“Yes.”
She had forgotten the smart carriage, and the horses that never came down, now.
“Good,” said the doctor, shortly and decisively. “I will speak to you quite plainly to-day, for something leads me to trust you, and to say to you what I would say to no other person. Something leads me to believe that you can do more for Addison than any one else. Addison once implied it; but what I have observed for myself in your house leads me to be certain of it.”
“Oh,” said Cuckoo.
She had nothing more to say. She could have said nothing more. The stress of her excitement was too great.
“Look at that holly tree. What a quantity of berries it has!” the doctor said. “That’s because it is a hard winter. Miss Bright, you are right in you conviction. Valentine Cresswell is—has been—totally evil, and is deliberately, coldly, but with determination, compassing the utter ruin of the man who trusts him and believes in him—of Addison.”
Cuckoo nodded again, this time with a strangely matter-of-course air, which assured the doctor in a flash of the long certainty of her knowledge of Valentine.
“Such a thing seemed to me entirely incredible,” the doctor pursued. “I am forced—forced—to believe it is true. But remember this: I have known Mr. Cresswell for several years intimately. I have been again and again with him and Julian. I have noticed the extraordinary influence he had over Julian, and I know that influence used to be a noble influence, used solely for good. Mr. Cresswell was a man of extraordinary high-mindedness and purity of life. He had a brilliant intellect,” the doctor continued, forgetting to whom he was talking, as his mind went back to the Valentine of the old days. “But, far more than that, he was born with a very wonderful and unusual nature. It was written in his face in the grandeur—I can call it nothing else—of his expression. And it was written in his life, in all his acts. But, most of all it was written in all he did for Julian. Ah, you look surprised!”

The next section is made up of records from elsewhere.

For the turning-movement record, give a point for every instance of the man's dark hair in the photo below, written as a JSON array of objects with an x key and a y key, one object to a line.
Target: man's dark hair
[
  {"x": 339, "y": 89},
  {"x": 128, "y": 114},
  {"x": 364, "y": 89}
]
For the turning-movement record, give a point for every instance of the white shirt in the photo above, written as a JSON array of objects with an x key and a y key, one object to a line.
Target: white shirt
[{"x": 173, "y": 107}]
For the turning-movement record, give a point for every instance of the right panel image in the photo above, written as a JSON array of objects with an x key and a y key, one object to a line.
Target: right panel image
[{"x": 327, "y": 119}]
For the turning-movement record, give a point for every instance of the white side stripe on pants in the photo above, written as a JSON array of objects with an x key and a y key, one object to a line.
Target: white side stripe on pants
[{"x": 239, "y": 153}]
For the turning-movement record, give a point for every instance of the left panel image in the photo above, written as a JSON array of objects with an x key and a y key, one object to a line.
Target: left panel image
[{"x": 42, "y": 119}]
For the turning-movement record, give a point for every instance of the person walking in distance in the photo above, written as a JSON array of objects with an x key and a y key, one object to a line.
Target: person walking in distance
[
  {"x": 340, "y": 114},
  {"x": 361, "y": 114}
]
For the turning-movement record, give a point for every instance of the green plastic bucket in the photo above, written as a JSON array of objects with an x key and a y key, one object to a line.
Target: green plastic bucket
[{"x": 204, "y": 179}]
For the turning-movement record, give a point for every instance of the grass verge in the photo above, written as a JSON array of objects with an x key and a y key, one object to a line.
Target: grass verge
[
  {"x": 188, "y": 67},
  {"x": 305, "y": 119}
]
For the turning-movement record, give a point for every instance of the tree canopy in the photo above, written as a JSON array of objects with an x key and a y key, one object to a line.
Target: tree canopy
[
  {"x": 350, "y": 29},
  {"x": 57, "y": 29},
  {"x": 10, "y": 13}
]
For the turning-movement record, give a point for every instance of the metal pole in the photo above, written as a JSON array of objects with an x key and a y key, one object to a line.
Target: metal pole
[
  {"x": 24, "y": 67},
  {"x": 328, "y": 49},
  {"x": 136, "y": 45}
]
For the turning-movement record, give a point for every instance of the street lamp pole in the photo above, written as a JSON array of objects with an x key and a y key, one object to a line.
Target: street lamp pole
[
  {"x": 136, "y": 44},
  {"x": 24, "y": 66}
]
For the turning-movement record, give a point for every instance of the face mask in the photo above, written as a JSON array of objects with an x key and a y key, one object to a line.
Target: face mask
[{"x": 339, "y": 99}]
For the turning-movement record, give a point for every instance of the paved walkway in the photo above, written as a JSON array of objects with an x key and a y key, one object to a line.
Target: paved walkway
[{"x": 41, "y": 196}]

Indeed Cuckoo’s face, such of it as was visible under the black shadow of the veil, was a mask of blank wonderment. She looked upon the doctor as all that was clever and perfect and extraordinary; so this, it seemed to her, idiocy of his outlook upon Valentine was too much for her manner.
“Well, I never! Him!” she could not help ejaculating with a long breath, that was almost like a little puff.
“Remember,” said Dr. Levillier, “this was before you knew him.”
He had taken the trouble to ascertain from Julian the exact date of Valentine’s first introduction to the lady of the feathers.
“Oh yes,” said Cuckoo, still with absolute incredulity of the truth of the doctor’s panegyric expressed in voice and look.
“Men change greatly, terribly.”
“Oh, not like that,” she jerked out suddenly, moved by an irresistible impulse to contradict his apparent deduction.